Tirana Hassan, diretora do gabinete de Resposta a Crises da Amnistia Internacional

Esta perita da organização de direitos humanos avança que “muitos detidos foram libertos nas últimas semanas, incluindo alguns dos que estavam desaparecidos”. “Mas”, ressalva, “isto acontece depois de terem estado longos períodos sob detenção sem qualquer acusação formulada, em alguns casos até dois anos – o que mostra com clareza a necessidade de os responsáveis prestarem contas pelos seus atos e de assegurar o ressarcimento para as vítimas”.

Desde que se tornaram parte envolvida neste conflito, em março de 2015, os EAU têm criado, treinado, equipado ou financiado vários grupos locais de segurança conhecidos como “Cintura de Segurança” e “Forças de Elite”. Têm igualmente firmado alianças com responsáveis das forças de segurança iemenitas, contornando as suas lideranças no Governo do Iémen.

A Amnistia Internacional investigou os casos de 51 homens detidos por estas forças entre março de 2016 e maio de 2018 nas províncias de Aden, Lahj, Abyan, Hadramawt e Shabwa. Na maioria destes casos ocorreram desaparecimentos forçados e 19 dos homens detidos permanecem sem paradeiro conhecido. A organização de direitos humanos entrevistou 75 pessoas no curso desta investigação, incluindo antigos detidos, familiares de pessoas ainda desaparecidas, ativistas e responsáveis governamentais iemenitas.

Familiares dos detidos procuram em vão

As famílias dos detidos descreveram à Amnistia Internacional a sua busca desesperada por informação. Mães, mulheres e irmãs daqueles que foram sujeitos a desaparecimento forçado têm apresentado protestos ao longo de quase dois anos, em gabinetes do Governo e do Ministério Público, departamentos das forças de segurança, prisões e bases da coligação militar envolvida no conflito no Iémen assim como junto de várias entidades e organismos que processam queixas de direitos humanos no país.

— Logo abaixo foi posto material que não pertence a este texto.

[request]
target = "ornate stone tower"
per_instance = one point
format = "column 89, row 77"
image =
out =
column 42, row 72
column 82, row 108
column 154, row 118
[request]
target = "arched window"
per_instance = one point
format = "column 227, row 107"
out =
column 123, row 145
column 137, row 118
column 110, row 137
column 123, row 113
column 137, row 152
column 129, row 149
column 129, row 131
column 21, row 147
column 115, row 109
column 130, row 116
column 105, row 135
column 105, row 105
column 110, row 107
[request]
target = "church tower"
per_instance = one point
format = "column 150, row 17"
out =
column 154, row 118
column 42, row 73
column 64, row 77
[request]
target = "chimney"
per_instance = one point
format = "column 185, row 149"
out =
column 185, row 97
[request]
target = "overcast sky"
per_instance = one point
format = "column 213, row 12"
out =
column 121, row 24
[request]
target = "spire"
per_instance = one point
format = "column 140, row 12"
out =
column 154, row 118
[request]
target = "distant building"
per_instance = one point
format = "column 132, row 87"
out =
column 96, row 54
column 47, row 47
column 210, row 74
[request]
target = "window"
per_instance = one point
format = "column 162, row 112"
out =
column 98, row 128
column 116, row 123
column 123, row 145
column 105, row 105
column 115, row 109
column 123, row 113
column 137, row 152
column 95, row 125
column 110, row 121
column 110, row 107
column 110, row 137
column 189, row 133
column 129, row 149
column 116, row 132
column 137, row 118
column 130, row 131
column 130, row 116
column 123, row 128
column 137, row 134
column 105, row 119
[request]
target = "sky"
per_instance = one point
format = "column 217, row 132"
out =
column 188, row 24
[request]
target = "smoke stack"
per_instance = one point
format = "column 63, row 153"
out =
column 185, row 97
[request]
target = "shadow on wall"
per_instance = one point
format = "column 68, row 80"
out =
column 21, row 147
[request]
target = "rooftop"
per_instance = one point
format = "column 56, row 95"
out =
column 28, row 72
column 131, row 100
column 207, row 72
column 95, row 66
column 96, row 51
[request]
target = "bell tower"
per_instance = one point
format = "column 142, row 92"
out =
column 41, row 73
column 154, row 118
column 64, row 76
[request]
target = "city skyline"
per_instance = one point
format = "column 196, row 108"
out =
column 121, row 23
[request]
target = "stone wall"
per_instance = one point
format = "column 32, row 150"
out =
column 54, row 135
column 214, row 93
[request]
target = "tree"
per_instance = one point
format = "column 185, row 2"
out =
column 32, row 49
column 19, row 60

“Não fazemos ideia nenhuma onde ele possa estar, só Deus sabe se está vivo. O nosso pai morreu com o coração partido há um mês. Morreu sem saber onde se encontra o filho. Só queremos saber o que aconteceu ao nosso irmão. Para que servem os tribunais afinal? E porque fazem as pessoas desaparecer assim?”

Irmã de um iemenita de 44 anos detidos em Aden em 2016

A irmã de um iemenita de 44 anos, o qual foi detido em Aden nos finais de 2016, testemunhou à Amnistia Internacional: “Não fazemos ideia nenhuma onde possa estar, só Deus sabe se ele está vivo. O nosso pai morreu com o coração partido há um mês. Morreu sem saber onde se encontra o filho”.

E continuou: “Só queremos saber o que aconteceu ao nosso irmão. Só queremos ouvir-lhe a voz e saber onde está. Se ele fez algo, não há tribunais para o julgar? Pelo menos que o levem a julgamento, que nos deixem visitá-lo. Para que servem os tribunais afinal? E porque fazem as pessoas desaparecer assim?”

Alguns familiares de detidos contaram terem sido abordados por indivíduos que lhes disseram que aqueles por quem procuravam tinham morrido à guarda das forças de segurança. Essa informação foi-lhes recusada quando tentaram confirmá-la junto das lideranças das forças iemenitas apoiadas pelos Emirados Árabes Unidos.

“Se apenas nos confirmassem que o meu irmão está vivo, se apenas nos deixassem vê-lo – é tudo o que queremos. Mas não conseguimos que nos confirmem nada. A minha mãe morre centenas de vezes todos os dias. Eles não entendem o que estamos a passar”, explicou a irmã de um outro detido, sujeito a desaparecimento forçado desde que foi levado em setembro de 2016 e sobre o qual há numerosos relatos de que estará entre as pessoas que morreram à guarda das forças de segurança.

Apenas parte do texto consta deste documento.